Tuesday, April 21, 2009

Blogger = Elite, Wealthy

Oh dear. The Wall Street Journal conflates blogging with bloviating again (although Alan Murray has resonable things to say about charging for online content). It's a common mistake. A lot of old-school journalists make it. Russell Crowe's character did it in State of Play. I hear a New York Times reporter or other likewise presumed prestigious journalist make this mistake probably at least once a month.

It's okay. The Internet can be scary and confusing for some people. Here, let me explain. Blogging is a medium, not a genre. You can have a reported blog. TPM does it every day. You can have a blog that consists of paid adveritisng, much like infomercials on television or those junk glossies you can pick up for free at a coffee shop. You can also have an opinionated blog (mine is pretty much that), but the thing that links them together is not necessarily screeching about this or that, it is simply that they are all websites with dated entries.

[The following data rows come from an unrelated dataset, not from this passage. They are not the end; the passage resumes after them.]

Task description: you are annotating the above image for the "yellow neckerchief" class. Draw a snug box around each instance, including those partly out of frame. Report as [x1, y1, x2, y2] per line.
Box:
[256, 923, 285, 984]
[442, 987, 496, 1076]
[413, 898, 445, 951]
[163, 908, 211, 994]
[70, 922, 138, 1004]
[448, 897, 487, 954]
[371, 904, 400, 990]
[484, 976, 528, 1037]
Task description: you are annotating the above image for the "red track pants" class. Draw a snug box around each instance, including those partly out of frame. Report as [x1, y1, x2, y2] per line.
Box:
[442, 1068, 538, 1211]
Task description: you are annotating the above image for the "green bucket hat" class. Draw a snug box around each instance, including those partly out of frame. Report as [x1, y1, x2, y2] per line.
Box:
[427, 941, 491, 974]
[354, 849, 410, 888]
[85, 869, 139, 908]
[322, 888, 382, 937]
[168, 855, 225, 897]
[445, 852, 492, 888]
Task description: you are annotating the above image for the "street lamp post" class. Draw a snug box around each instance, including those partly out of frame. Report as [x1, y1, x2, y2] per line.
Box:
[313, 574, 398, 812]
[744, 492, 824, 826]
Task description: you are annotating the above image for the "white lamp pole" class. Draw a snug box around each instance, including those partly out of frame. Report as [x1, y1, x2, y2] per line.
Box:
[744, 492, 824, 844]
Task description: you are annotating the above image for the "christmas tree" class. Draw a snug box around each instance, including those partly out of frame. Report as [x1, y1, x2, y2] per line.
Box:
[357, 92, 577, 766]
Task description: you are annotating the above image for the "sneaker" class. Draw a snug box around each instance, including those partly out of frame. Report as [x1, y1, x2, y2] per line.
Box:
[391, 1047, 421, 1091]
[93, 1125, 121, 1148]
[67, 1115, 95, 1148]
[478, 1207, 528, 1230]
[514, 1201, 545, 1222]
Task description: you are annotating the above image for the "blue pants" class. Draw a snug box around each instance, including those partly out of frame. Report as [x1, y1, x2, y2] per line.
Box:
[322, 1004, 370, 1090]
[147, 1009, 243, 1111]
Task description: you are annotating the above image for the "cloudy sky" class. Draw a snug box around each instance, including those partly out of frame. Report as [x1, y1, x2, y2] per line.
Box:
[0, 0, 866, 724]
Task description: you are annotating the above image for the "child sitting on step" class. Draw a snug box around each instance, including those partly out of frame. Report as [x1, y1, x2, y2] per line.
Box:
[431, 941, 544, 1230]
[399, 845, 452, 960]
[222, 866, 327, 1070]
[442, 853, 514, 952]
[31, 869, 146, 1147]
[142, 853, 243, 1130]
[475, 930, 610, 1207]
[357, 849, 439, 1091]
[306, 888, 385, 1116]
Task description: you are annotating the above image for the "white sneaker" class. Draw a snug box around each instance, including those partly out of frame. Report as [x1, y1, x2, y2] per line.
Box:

It's interesting that the WSJ shows that there's some professionalization of the medium:
The best studies we can find say we are a nation of over 20 million bloggers, with 1.7 million profiting from the work, and 452,000 of those using blogging as their primary source of income. That's almost 2 million Americans getting paid by the word, the post, or the click -- whether on their site or someone else's. And that's nearly half a million of whom it can be said, as Bob Dylan did of Hurricane Carter: "It's my work he'd say, I do it for pay."
But it also shows that there's some replication of the old media paradigm:
Demographically, bloggers are extremely well educated: three out of every four are college graduates. Most are white males reporting above-average incomes. One out of three young people reports blogging, but bloggers who do it for a living successfully are 2% of bloggers overall. It takes about 100,000 unique visitors a month to generate an income of $75,000 a year.
Hm, that seems an awful lot like the Village Voice contributors of yore.

Look, media has always been dominated by a wealthy, white, male elite. For the most part, it still is today. Women are consistently about a third of bylines and minority reporters in the newspaper industry are on the decline. It's not exactly a represenative industry. It's true that many of the old paradigms are getting replicated in a new medium when you're talking about top-tier bloggers.

That said, there are plenty of people that blog that don't fall under the category of the WWME. That's why sites like Racialicious and Feministing have grown increasingly popular in recent years. At least these are sites that are devoted to a niche audience that has historically been neglected by more mainstream publications. I hope that blogging won't remain the stereotype of grizzled white dude reporter. Maybe these numbers will shift as the medium itself changes.